If you want to call a turkey, just talk to Randy Sullivan. He can give you a lot of choices that he creates in his Plympton workshop: slate calls, wing-bone calls, box calls, scratch box calls, trough calls, long paddle box calls that make a higher pitch, each designed to catch the ear of an ambitious Tom looking for a hen. Or you can work a crow caller. Why would you want to make sounds like a crow? To wake up the turkeys early in the morning so you can take your shot. Or owl calls, so turkeys think there are owls nearby and flush, or leave their cover.
The workmanship is beautiful, but Randy doesn’t take all the credit for that – the choice of the wood gives a lot to the appearance. A favorite is flame elm, a pale beauty with a streak or two of rose pink running through it.
Each handcrafted turkey call makes a distinctive sound. Randy demonstrated how a piece of wood used in the long paddle box caller is shaped to a specific curve to help give the call its voice. He told of his friendship with Dick Kirby, founder of Quaker Boy Game Calls, a legendary turkey call maker who gave Randy the formula for that curve, and Randy uses it to this day. The friend has since passed but the art of the turkey call continues through the friends like Randy he mentored.
While once you could just look up a Sullivan turkey call on eBay; these days he is more selective.

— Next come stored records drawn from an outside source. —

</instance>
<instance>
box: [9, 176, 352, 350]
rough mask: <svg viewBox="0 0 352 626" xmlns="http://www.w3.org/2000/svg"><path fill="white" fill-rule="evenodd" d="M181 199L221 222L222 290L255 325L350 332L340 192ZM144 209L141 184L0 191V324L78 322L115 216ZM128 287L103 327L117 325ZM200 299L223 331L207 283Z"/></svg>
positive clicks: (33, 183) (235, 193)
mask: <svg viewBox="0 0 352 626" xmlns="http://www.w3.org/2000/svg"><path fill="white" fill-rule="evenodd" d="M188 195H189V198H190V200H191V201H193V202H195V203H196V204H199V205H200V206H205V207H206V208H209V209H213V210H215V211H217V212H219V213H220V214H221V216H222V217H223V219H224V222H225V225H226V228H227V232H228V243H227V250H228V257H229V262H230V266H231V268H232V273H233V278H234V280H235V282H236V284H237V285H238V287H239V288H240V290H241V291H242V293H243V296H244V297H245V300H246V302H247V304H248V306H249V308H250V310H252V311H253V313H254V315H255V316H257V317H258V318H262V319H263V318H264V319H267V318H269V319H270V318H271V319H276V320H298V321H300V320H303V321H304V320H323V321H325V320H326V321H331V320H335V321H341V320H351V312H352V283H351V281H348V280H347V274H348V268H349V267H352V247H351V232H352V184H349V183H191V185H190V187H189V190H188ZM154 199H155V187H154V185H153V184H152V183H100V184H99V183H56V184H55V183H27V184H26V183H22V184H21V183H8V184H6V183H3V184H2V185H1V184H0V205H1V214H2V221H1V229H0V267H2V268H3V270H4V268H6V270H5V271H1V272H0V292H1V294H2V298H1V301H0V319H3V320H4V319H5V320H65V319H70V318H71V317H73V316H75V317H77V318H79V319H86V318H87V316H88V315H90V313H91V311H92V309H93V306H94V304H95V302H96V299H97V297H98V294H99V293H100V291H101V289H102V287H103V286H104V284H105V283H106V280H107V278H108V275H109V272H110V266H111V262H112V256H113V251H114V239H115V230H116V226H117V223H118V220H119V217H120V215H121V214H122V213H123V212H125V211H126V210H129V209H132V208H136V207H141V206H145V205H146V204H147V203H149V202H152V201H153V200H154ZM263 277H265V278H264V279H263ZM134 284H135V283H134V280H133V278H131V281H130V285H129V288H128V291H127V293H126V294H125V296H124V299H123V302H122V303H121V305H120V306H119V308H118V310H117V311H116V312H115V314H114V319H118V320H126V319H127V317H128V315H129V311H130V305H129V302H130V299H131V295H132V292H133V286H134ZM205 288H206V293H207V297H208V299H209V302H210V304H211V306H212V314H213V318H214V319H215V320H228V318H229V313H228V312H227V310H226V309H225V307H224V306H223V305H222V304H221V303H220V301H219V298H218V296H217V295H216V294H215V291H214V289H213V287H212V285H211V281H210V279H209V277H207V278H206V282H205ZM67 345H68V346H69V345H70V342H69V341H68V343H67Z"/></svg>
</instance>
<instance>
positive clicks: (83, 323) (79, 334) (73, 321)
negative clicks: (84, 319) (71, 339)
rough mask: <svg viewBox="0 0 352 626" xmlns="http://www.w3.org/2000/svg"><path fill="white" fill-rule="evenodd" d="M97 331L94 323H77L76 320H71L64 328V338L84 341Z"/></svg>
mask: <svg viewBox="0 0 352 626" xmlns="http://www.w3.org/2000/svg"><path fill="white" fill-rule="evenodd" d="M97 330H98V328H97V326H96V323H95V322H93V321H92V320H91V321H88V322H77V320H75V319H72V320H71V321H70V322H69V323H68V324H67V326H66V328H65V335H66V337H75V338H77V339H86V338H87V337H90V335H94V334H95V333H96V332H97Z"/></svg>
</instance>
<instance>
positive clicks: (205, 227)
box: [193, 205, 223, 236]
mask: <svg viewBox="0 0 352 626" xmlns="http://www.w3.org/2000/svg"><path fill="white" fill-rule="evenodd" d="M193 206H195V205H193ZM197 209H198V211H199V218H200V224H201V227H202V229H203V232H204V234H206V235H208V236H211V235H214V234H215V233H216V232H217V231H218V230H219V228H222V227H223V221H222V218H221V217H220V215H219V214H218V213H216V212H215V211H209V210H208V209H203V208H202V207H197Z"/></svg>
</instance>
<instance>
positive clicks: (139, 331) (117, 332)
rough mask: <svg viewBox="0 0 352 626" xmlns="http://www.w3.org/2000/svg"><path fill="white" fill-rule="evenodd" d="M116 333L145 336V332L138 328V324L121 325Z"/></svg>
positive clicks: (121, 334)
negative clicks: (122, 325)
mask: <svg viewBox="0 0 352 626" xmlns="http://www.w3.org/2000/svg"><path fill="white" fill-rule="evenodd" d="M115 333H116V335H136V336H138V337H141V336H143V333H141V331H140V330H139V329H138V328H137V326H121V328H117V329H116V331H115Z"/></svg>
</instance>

He now has a following, people he makes calls for every year. “I just started making calls for the kids,” Sullivan continued. “Probably 70% of the calls I make go to the kids or for fundraisers all over the country, and that’s all right.” He said he donates a fair number of calls to the Carver Sportsmen’s Club for their youth hunts and gets a lot of satisfaction when a young hunter sends him a picture of their first turkey.

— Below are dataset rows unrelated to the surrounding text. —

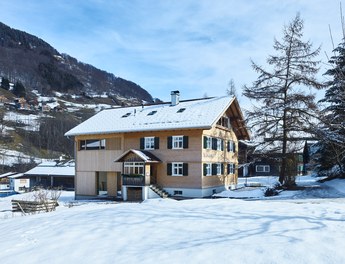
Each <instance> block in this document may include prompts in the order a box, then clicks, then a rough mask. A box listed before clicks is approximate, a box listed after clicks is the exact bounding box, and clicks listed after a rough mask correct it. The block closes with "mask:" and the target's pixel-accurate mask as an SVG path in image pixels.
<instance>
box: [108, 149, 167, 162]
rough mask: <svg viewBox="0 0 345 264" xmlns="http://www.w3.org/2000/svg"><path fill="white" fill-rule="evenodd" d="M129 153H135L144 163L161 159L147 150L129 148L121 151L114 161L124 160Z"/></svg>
mask: <svg viewBox="0 0 345 264" xmlns="http://www.w3.org/2000/svg"><path fill="white" fill-rule="evenodd" d="M130 153H133V154H135V155H136V156H137V157H138V158H140V159H141V160H142V161H143V162H145V163H157V162H160V161H161V160H160V159H159V158H157V157H156V156H155V155H153V154H152V153H151V152H149V151H145V150H137V149H130V150H127V151H126V152H125V153H123V154H122V155H121V156H120V157H118V158H117V159H115V160H114V162H123V161H125V158H126V156H127V155H129V154H130Z"/></svg>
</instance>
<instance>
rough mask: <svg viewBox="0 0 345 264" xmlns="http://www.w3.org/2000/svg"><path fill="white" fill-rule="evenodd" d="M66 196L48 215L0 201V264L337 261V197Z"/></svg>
mask: <svg viewBox="0 0 345 264" xmlns="http://www.w3.org/2000/svg"><path fill="white" fill-rule="evenodd" d="M337 185H339V184H337ZM73 194H74V193H73V192H63V195H62V196H61V197H60V206H59V207H58V208H57V210H56V211H55V212H51V213H41V214H36V215H29V216H25V217H21V216H20V214H18V215H15V216H14V217H12V213H11V212H9V211H6V209H9V208H10V200H11V199H12V198H15V197H13V196H12V197H7V198H2V199H0V211H1V212H0V221H1V233H2V234H3V239H2V240H1V242H0V246H1V248H2V252H1V257H0V261H1V263H4V264H6V263H42V262H49V263H159V262H162V263H250V264H251V263H344V261H345V256H344V254H343V249H344V246H345V208H344V203H345V199H344V198H338V199H295V200H291V199H287V200H260V201H244V200H239V199H227V198H223V199H193V200H183V201H175V200H171V199H155V200H148V201H145V202H143V203H115V202H90V201H80V202H79V201H78V202H76V201H73ZM16 198H17V197H16ZM70 202H73V203H74V206H72V207H68V205H69V204H70Z"/></svg>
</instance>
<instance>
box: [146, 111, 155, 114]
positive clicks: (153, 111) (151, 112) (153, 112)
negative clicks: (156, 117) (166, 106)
mask: <svg viewBox="0 0 345 264" xmlns="http://www.w3.org/2000/svg"><path fill="white" fill-rule="evenodd" d="M155 113H157V111H151V112H150V113H148V114H147V115H154V114H155Z"/></svg>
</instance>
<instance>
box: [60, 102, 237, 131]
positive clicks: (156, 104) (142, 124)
mask: <svg viewBox="0 0 345 264" xmlns="http://www.w3.org/2000/svg"><path fill="white" fill-rule="evenodd" d="M235 101H236V99H235V98H234V97H230V96H223V97H215V98H203V99H197V100H188V101H180V103H179V104H177V105H173V106H172V105H171V104H170V103H162V104H156V105H149V106H135V107H124V108H115V109H110V110H103V111H102V112H100V113H98V114H96V115H94V116H93V117H91V118H90V119H88V120H86V121H85V122H83V123H81V124H79V125H78V126H76V127H74V128H73V129H71V130H70V131H68V132H67V133H66V134H65V136H77V135H91V134H109V133H123V132H142V131H159V130H173V129H196V128H197V129H210V128H212V126H213V125H214V124H215V122H217V121H218V120H219V118H220V117H221V115H222V114H223V113H224V112H225V111H226V110H227V109H228V108H229V107H230V105H231V104H232V103H233V102H235ZM235 104H236V108H238V105H237V101H236V103H235ZM238 111H239V112H240V110H238ZM236 112H237V111H236ZM230 119H231V118H230Z"/></svg>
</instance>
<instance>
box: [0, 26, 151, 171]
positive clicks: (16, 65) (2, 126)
mask: <svg viewBox="0 0 345 264" xmlns="http://www.w3.org/2000/svg"><path fill="white" fill-rule="evenodd" d="M152 101H153V98H152V96H151V95H150V94H149V93H148V92H147V91H146V90H144V89H143V88H142V87H140V86H139V85H137V84H135V83H133V82H131V81H128V80H124V79H122V78H120V77H116V76H115V75H114V74H111V73H107V72H105V71H102V70H99V69H97V68H95V67H93V66H92V65H89V64H85V63H82V62H79V61H77V60H76V59H75V58H73V57H71V56H69V55H67V54H61V53H59V52H58V51H57V50H56V49H55V48H53V47H52V46H51V45H50V44H48V43H47V42H45V41H43V40H42V39H39V38H38V37H36V36H33V35H30V34H28V33H26V32H23V31H20V30H16V29H12V28H10V27H8V26H7V25H5V24H3V23H1V22H0V121H1V123H0V172H4V171H9V170H16V171H19V172H23V171H25V170H27V169H30V168H31V167H32V166H34V165H35V164H34V163H35V162H37V161H39V160H40V159H41V158H58V157H59V156H60V155H62V154H64V155H67V156H73V152H74V150H73V143H74V142H73V140H71V139H68V138H66V137H64V133H65V132H66V131H68V130H69V129H71V128H72V127H74V126H76V125H77V124H79V123H81V122H82V121H84V120H85V119H87V118H89V117H90V116H92V115H94V114H95V113H96V112H99V111H100V110H102V109H105V108H111V107H118V106H131V105H141V104H142V102H152Z"/></svg>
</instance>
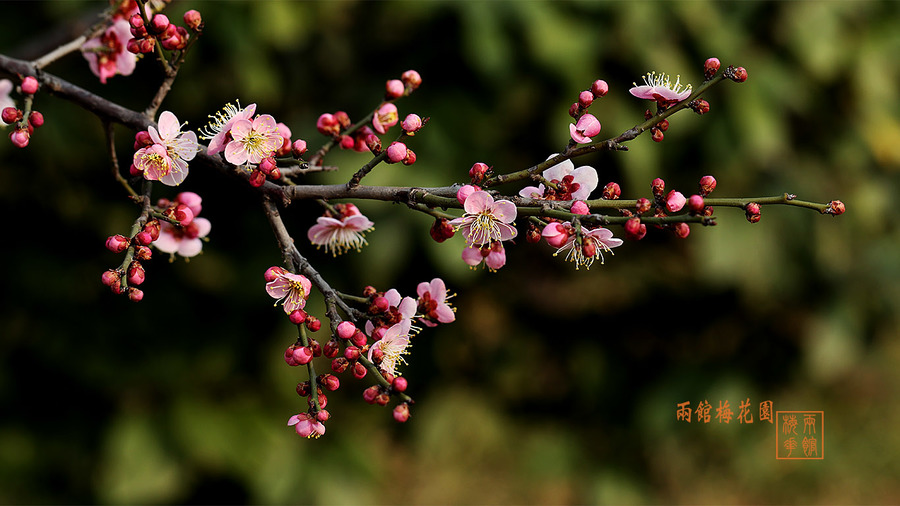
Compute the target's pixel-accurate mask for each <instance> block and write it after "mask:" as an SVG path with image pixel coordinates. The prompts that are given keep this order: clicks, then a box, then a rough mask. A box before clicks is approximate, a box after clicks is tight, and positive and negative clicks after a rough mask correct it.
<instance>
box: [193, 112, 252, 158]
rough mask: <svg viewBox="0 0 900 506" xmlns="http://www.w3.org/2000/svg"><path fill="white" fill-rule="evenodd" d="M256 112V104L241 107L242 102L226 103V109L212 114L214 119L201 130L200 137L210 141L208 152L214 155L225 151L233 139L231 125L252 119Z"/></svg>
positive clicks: (207, 152)
mask: <svg viewBox="0 0 900 506" xmlns="http://www.w3.org/2000/svg"><path fill="white" fill-rule="evenodd" d="M255 112H256V104H250V105H248V106H247V107H245V108H243V109H241V104H240V102H238V103H237V105H232V104H225V107H224V109H222V110H221V111H219V112H217V113H216V115H215V116H212V115H211V116H210V118H211V119H212V121H210V123H209V125H207V126H206V127H205V128H203V129H201V130H200V138H201V139H204V140H208V141H209V146H207V148H206V154H208V155H214V154H216V153H221V152H222V151H225V146H226V145H227V144H228V143H229V142H230V141H231V127H232V126H233V125H234V122H235V121H238V120H242V119H245V120H250V118H252V117H253V113H255Z"/></svg>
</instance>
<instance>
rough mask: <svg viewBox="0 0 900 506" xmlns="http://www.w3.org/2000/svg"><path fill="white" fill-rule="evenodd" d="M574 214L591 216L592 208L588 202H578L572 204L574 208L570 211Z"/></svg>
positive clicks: (571, 207)
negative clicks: (591, 209) (589, 204)
mask: <svg viewBox="0 0 900 506" xmlns="http://www.w3.org/2000/svg"><path fill="white" fill-rule="evenodd" d="M569 211H571V212H572V213H574V214H590V212H591V208H590V207H588V205H587V202H585V201H583V200H576V201H575V202H573V203H572V207H571V208H570V209H569Z"/></svg>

Once plentiful in colonial Massachusetts, the last known wild turkey was killed in 1851, according to the Mass.gov website. Native turkeys had been driven out of their habitat and hunted to extinction. The Mass Wildlife naturalists undertook re-introducing the wild turkey to the Massachusetts landscape in the western part of the state in the 1970s. Biologists relocated 37 wild turkeys from flocks in New York state. Those birds thrived and by 1978 the count was estimated at about 1,000. The turkey relocation and re-introduction was a success. Turkeys were introduced to areas east of the Connecticut River and throughout the northeastern, and southeastern areas of the state until the mid 1990s when the count for these birds was more than 25,000. In 1991 the wild turkey was named the official Massachusetts Game Bird.